@Giban jestem kobieta i mysle, ze to mocno pokurwione. Z drugiej strony, wiem jacy są Francuzi, tam się każdy rucha z każdym, więc patrząc na to wszystko z punktu widzenia państwa, to co państwo robi dla siebie - wydaje się niezwykle logiczne.
Wyobraź sobie sytuacje, że faceci masowo robią te testy (a podejrzewam, że tak musiało się dziać w pewnym czasie, bo skąd to prawo się w ogóle wzięło) i się okazuje, że 7-letnie dziecko pana x nie jest jego, a dodatkowo matka nie wie kto jest ojcem (sytuacje typu puscila sie na dyskotece) - w takiej sytuacji kto musi płacić alimenty matce? Nie jej eks-mąż, tylko państwo, czyli de facto wszyscy podatnicy. Czy jest to sytuacja optymalna patrząc na wydatki państwowe? No nie bardzo... Nawet jak ta kobieta sobie znajdzie faceta nowego, ktory ją utrzyma, to i tak państwo - czyli społeczeństwo jest stratne.

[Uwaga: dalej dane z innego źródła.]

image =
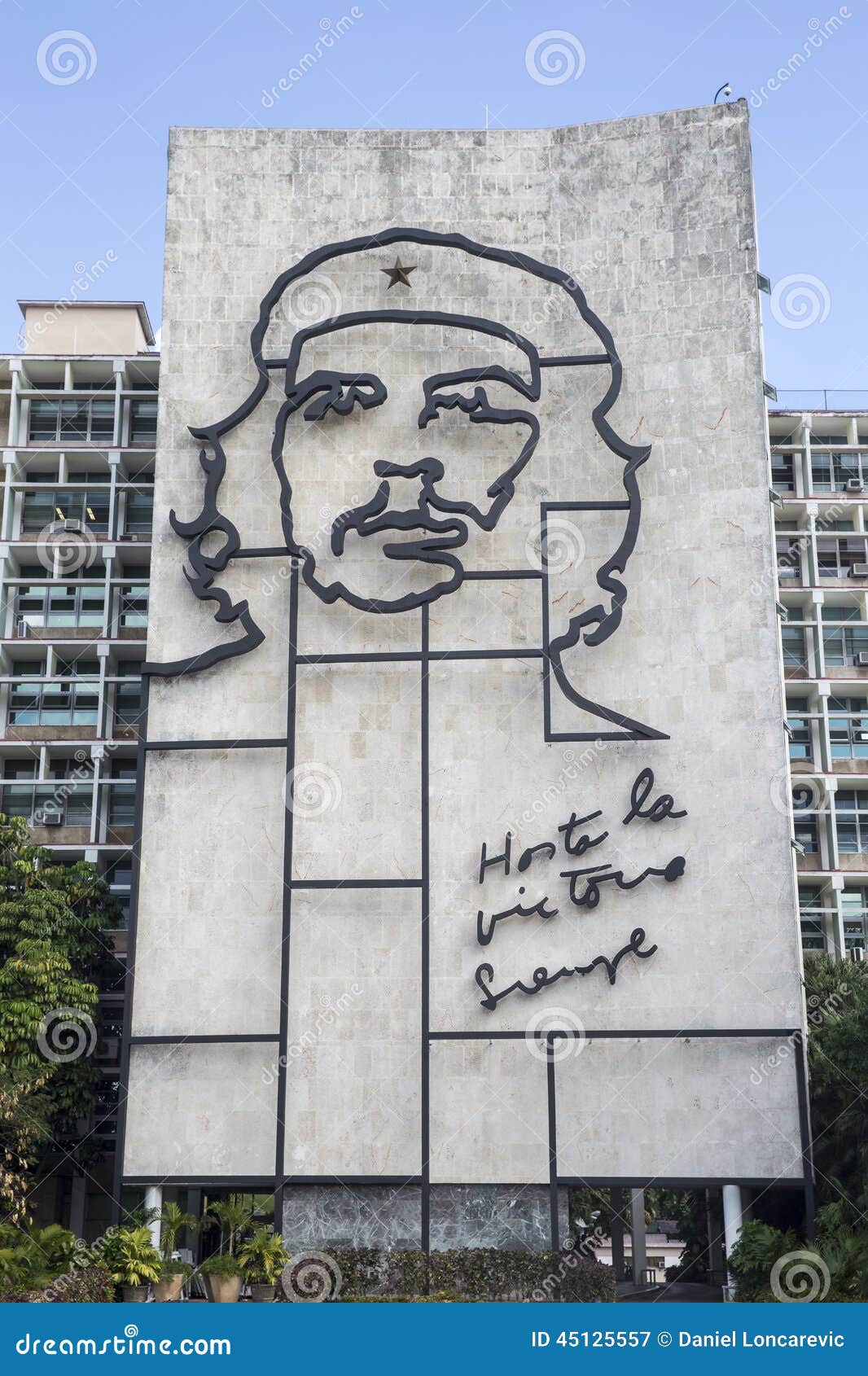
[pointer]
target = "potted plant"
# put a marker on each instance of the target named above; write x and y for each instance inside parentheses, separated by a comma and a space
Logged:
(221, 1273)
(137, 1262)
(263, 1256)
(173, 1273)
(221, 1278)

Jeśli coś jest głupie, ale działa, to nie do końca jest głupie... Plus jak sam napisałeś - sąd może sam zlecić takie testy w ekstremalnych przypadkach, więc takie testy się dzieją, po prostu w dużo mniejszej skali, niż mogłoby to mieć miejsce bez ograniczeń prawnych.